Thursday 28 October 2021

Here be saints

October 31 is a pretty important day, especially this year. Yes, you know what I mean. It’s Reformation Sunday, our annual recognition of the beginning of the movement that began Protestantism. It’s an important historical moment for anyone, but especially so if you’re part of that tradition.


And I mean no disrespect to it when I acknowledge that wasn’t your first thought when I mentioned October 31st. It’s Halloween. As much as I’d love to see some kids at the door trick-or-treating as Martin Luther or John Calvin, it’s not likely we’ll see much crossover there. But both deserve your attention and both have origin stories that are interesting and influential. Please learn more.


Thing is, they’re both part of an interesting little bundle of days on the church calendar and it’s the one that comes next to which I’d like to draw your attention for a minute. Both those days are the eve of All Saints Day or All Hallows (that’s what gives us “Halloween”), a day to remember and reconnect with saints.


Who those people are may depend on your faith tradition, but we’ve tended to think of them as the historic figures that we look to as great examples of The Faith. These are the people we most readily point to as people in whom we have seen the teachings of Jesus lived out, the Spirit alive, the light of God shining through. These are the superheroes of faith we can only aspire to be like.


And, unfortunately, that's where we stop. Somehow those saints have become distant from us, and not just in the past. Somehow, they've become something we, with our faults and frailties could never be, something we put in stained glass or a statue on a pedestal.

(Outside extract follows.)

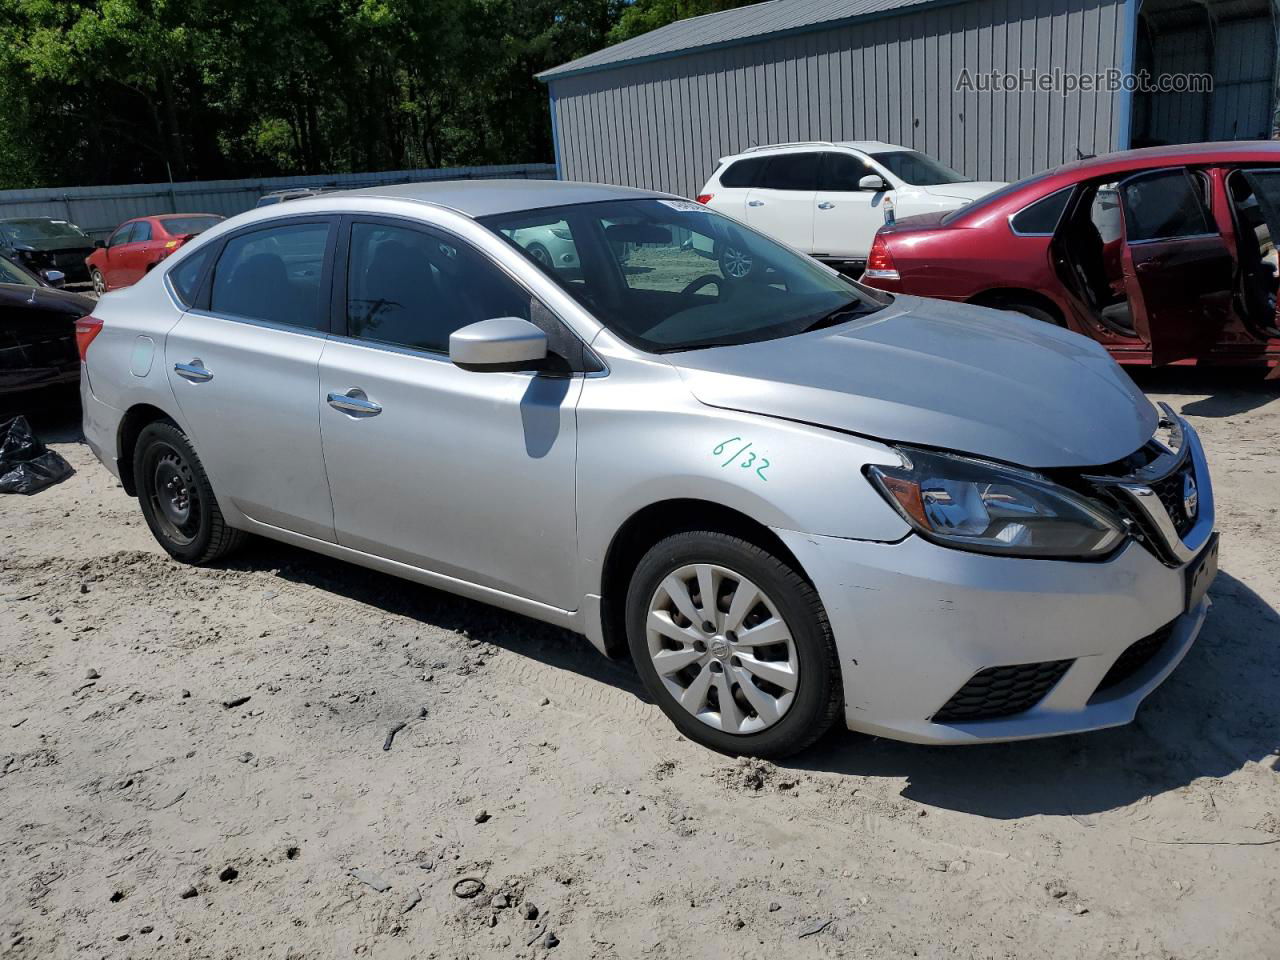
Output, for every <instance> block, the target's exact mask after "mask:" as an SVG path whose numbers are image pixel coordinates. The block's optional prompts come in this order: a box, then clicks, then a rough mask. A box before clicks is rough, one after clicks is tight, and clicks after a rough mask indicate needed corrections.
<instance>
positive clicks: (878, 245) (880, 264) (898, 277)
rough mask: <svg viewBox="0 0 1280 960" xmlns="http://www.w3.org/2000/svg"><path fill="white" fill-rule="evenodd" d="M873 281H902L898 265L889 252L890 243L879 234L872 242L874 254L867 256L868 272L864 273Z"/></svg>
mask: <svg viewBox="0 0 1280 960" xmlns="http://www.w3.org/2000/svg"><path fill="white" fill-rule="evenodd" d="M863 276H867V278H869V279H872V280H900V279H902V278H901V276H899V273H897V265H896V264H895V262H893V257H892V256H891V255H890V252H888V243H886V242H884V238H883V237H881V236H879V234H876V239H874V241H872V252H870V253H869V255H868V256H867V270H865V271H864V273H863Z"/></svg>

Somehow those saints have all become not just superheroes, but superhuman. And they're not. They're us.


Jesus didn't choose twelve perfect examples of his teaching. He chose twelve ordinary, everyday people who learned and experienced something special and, despite their very real flaws, became not something different, but even more of themselves. And not just those twelve, but the many who have responded to the example of love and grace that reconnects us to God and to the creative, life-giving power of the spirit.


That's where Jesus takes us, teaching us to be more of who we truly are, both the divine and human. Love God, love your neighbour as yourself, he says. The capacity to love and the desire for relationship, these are within us. Jesus calls us to live them out, to overcome the obstacles we place in our own way and the obstacles others put in theirs.


You may know people from history that are examples of that, whether they have St. in front of their name or not. The church has many examples and perhaps equally as many examples of the opposite, just like the world. You may know people in your life right now who are inspiring examples of good that are meaningful to you. You may be that to others.


The point is, look for the good. Look for the kindness, the generosity of spirit, the love and the grace. It’s not only in statues and stained glass. It may be hiding in plain sight.